Simulink での ADALM-PLUTO 無線機を使用した QPSK 送信機
このモデルは、ADALM-PLUTO 無線機を Simulink® と組み合わせて使用し、QPSK 送信機を実装する方法を示しています。このモデルの ADALM-PLUTO 無線機は、指定された中心周波数でインデックス付きの 'Hello world' メッセージを継続的に送信します。QPSK Receiver with ADALM-PLUTO Radio in Simulinkの例を使用して、送信されたメッセージを復調できます。この例では、2 つの ADALM-PLUTO 無線機がコンピューターに接続されていることを前提としています。
例の構造
モデルの最上位構造を次の図に示します。
送信機には Bit Generation サブシステム、QPSK Modulator ブロック、Raised Cosine Transmit Filter ブロックが含まれます。次の図に示すように、Bit Generation サブシステムは MATLAB ワークスペース変数をフレームのペイロードとして使用します。各フレームには、'Hello world ###' という 100 個のメッセージと 1 つのヘッダーが含まれます。最初の 26 ビットはヘッダー ビットであり、13 ビットのバーカー符号を 2 倍にオーバーサンプリングしたものです。バーカー符号は、後に受信機モデルの Data Decoding サブシステムで使用する QPSK シンボルを正確に 13 個生成するため 2 倍にオーバーサンプリングされています。残りのビットがペイロードです。
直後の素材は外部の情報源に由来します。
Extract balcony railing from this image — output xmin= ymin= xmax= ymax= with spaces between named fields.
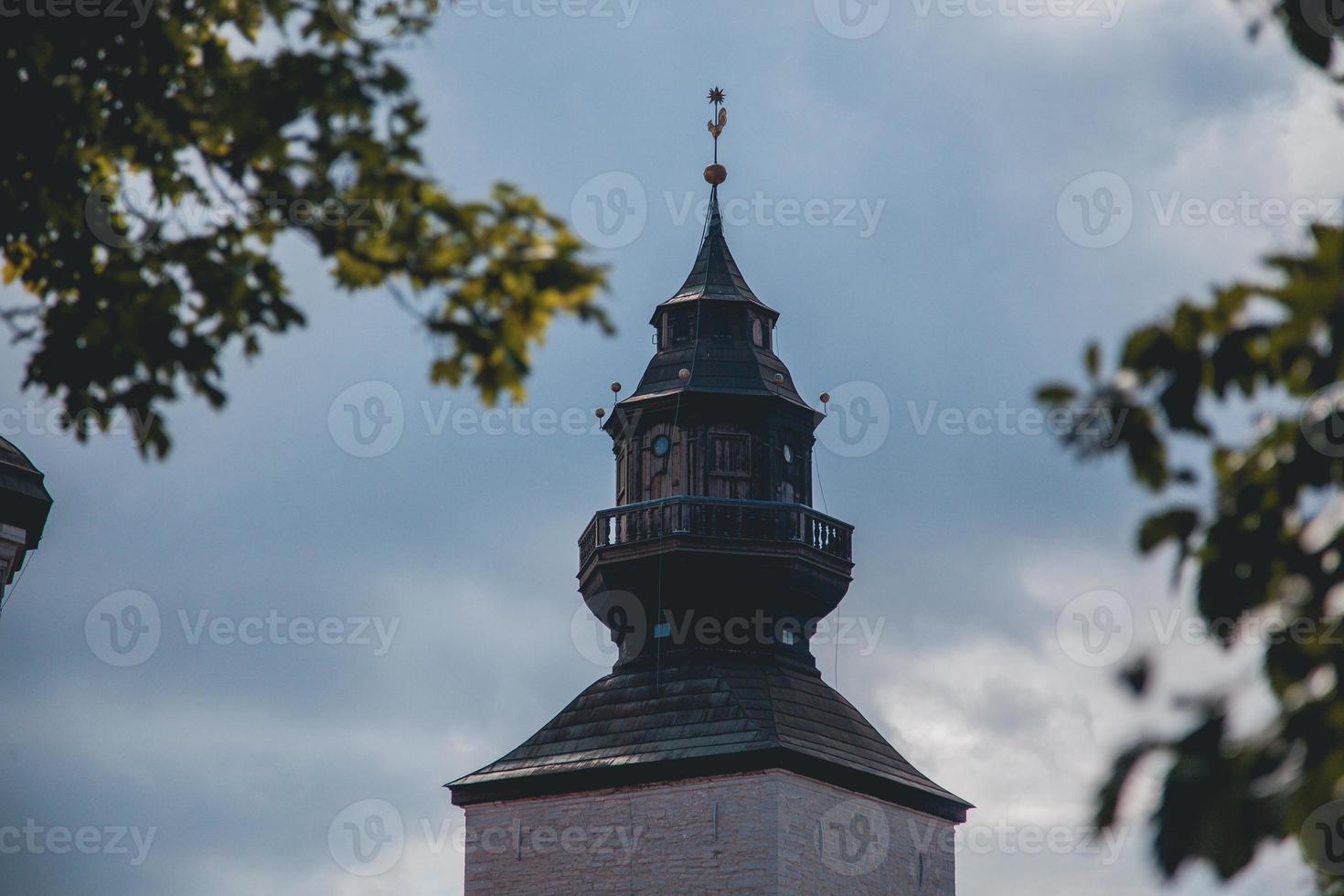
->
xmin=580 ymin=496 xmax=853 ymax=566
ペイロードは 'Hello world ###' (### は '000'、'001'、'002'、...、'099' のシーケンスの繰り返し) の ASCII 表現に対応します。ペイロードは受信機モデルのタイミング再生処理のために 0 と 1 をバランス良く配分するためスクランブルされています。スクランブルされたビットは QPSK Modulator (グレイ マッピングを伴う) によって変調されます。変調されたシンボルは Raised Cosine Transmit Filter (ロールオフ係数が 0.5) によって 2 倍にアップサンプリングされます。Raised Cosine Filter の出力レートは、シンボル レートを 200k シンボル毎秒とした 400k サンプル/秒に設定されています。送信機モデルと受信機モデルのシンボル レートをそれぞれ一致させてください。
例の実行
モデルを実行する前に、2 つの ADALM-PLUTO 無線機をコンピューターに接続します。ADALM-PLUTO Radio Transmitter ブロックの [中心周波数] パラメーターを設定し、モデルを実行します。送信された信号を受信するには、QPSK Receiver with ADALM-PLUTO Radio モデルを実行します。リアルタイム プロセスを確実に実行するために、2 つの MATLAB® セッションを初期化することを推奨します。
例の検証
ADALM-PLUTO 無線機間のハードウェアの違いにより、送信機ハードウェアと受信機ハードウェアの間に周波数オフセットが存在する可能性があります。その場合は、対応する送信機と受信機の周波数オフセット キャリブレーション モデルを使用して手動周波数キャリブレーションを実行し、結果の動作を調べます。
メッセージが受信機モデルによって適切に復号化されない場合は、このモデルの ADALM-PLUTO Radio Transmitter ブロックのソース信号のゲインと、受信機モデルの ADALM-PLUTO Radio Receiver ブロックのゲインを変更できます。